Escravos querem a alforria
e, um dia, a… independência

Os promotores da manifestação em Luanda de sábado passado, violentamente reprimida pela Polícia (do MPLA) e que resultou na detenção de 103 pessoas, convocaram hoje um novo protesto para 11 de Novembro, Dia da Independência de Angola e dos 45 anos de Poder absoluto e absolutista (absolutismo: Sistema de governo em que o poder do chefe é absoluto, despotismo, tirania, autocracia) do MPLA.

O anúncio foi hoje feito por Dito Dalí, um dos promotores da manifestação de sábado passado, eventualmente candidato a uma condecoração similar à de Luaty Beirão e Rafael Marques, na qual várias pessoas foram detidas e agredidas, no confronto entre manifestantes, desordeiros e, quiçá, terroristas e as forças de ordem da democracia e do Estado de Direito…

Segundo Dito Dalí, que foi uma das vítimas da agressão policial, chegando a perder os sentidos, o protesto marcado para 11 de Novembro realiza-se na sequência de outros que exigiram o afastamento do director do gabinete do Presidente da República, Edeltrudes Costa, cujo nome surgiu numa investigação sobre corrupção divulgada mais recentemente pela televisão portuguesa TVI mas que já fora abordada por outros órgãos de comunicação social, com excepção dos que são sucursais do MPLA.

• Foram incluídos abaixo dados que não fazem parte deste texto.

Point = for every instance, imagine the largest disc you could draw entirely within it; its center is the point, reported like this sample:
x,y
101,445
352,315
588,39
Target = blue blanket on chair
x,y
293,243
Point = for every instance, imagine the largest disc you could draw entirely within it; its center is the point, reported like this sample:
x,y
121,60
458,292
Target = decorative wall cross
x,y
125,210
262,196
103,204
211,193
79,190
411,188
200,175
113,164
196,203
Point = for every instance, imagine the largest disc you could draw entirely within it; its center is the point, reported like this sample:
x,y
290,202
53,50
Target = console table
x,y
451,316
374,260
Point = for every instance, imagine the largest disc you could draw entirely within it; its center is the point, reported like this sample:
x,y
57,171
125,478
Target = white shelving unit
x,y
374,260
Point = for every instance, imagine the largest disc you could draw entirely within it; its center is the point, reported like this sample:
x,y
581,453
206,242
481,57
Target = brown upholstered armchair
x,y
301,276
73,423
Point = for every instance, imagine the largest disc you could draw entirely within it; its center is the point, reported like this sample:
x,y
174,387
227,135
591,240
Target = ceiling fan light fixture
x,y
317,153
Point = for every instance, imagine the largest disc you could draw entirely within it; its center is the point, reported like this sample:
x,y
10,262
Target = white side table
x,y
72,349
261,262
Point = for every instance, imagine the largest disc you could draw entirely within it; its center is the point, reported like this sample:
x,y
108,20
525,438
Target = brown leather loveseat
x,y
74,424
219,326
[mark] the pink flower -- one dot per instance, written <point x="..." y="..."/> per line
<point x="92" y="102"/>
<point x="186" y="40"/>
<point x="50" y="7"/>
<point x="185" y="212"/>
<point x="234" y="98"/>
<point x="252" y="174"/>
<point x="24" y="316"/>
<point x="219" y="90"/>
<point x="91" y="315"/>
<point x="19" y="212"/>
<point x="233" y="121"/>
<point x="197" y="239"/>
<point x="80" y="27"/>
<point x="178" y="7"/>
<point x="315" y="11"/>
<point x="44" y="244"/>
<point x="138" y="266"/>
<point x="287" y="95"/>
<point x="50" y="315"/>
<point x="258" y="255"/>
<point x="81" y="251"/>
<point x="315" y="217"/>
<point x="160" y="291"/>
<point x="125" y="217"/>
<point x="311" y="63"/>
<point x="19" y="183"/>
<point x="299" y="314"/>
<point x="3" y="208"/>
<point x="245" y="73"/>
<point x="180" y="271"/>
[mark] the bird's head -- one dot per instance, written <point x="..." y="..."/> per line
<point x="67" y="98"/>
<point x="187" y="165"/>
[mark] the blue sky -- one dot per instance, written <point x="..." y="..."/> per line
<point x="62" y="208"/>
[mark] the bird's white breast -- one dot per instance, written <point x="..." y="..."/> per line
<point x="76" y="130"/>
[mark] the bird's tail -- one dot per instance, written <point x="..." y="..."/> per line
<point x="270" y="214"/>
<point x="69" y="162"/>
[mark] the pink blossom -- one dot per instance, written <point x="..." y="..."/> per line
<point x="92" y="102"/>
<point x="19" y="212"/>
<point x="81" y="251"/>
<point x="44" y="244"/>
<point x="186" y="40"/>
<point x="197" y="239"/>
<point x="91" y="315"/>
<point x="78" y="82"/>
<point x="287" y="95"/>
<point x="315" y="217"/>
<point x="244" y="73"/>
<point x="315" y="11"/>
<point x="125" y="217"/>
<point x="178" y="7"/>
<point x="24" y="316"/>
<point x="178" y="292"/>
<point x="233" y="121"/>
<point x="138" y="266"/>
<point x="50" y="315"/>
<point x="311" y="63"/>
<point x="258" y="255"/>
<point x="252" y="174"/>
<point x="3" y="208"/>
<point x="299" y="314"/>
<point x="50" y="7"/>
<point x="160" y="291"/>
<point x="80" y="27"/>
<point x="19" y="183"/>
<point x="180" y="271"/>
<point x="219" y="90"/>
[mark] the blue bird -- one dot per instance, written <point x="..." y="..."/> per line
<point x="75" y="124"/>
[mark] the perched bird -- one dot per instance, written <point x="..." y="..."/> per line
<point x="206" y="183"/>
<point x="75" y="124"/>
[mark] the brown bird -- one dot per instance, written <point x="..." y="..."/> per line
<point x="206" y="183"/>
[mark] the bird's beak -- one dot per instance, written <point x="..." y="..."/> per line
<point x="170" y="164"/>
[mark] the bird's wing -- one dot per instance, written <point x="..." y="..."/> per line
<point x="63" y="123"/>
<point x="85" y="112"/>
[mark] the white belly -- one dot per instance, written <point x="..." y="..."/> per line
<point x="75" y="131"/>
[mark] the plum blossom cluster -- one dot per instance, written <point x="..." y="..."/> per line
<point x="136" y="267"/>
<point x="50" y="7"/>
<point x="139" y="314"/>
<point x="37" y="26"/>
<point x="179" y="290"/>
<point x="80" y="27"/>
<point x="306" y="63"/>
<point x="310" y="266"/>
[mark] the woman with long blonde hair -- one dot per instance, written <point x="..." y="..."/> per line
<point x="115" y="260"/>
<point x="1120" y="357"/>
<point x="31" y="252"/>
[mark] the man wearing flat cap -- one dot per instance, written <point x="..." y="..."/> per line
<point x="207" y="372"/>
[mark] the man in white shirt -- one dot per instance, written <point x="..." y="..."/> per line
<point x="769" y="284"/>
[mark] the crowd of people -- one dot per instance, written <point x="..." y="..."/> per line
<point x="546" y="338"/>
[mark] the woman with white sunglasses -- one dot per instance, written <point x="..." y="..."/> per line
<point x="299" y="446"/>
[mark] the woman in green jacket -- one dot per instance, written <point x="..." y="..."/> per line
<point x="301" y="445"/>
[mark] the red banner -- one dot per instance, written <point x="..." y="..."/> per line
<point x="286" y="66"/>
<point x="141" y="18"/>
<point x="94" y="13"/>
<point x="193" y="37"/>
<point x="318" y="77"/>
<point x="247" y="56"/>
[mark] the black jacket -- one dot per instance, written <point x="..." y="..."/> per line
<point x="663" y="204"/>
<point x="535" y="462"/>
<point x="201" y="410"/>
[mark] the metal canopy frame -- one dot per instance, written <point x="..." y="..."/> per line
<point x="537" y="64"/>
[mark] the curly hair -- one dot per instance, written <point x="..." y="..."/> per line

“Anunciamos naquele dia que, doravante, faremos das ruas os nossos escritórios, para manifestar o nosso descontentamento e exigir do Presidente um esclarecimento sobre a calendarização das eleições autárquicas, o afastamento do Edeltrudes, do presidente da Comissão Nacional Eleitoral e exigir do Presidente que crie condições para resolver os problemas dos cidadãos”, referiu Dito Dalí.

O activista realçou que a situação social e económica dos angolanos (que não são do regime) continua a degradar-se, e as reclamações devem ser apresentadas ao executivo, que tem a missão de “atender aos problemas de que enferma a sociedade”.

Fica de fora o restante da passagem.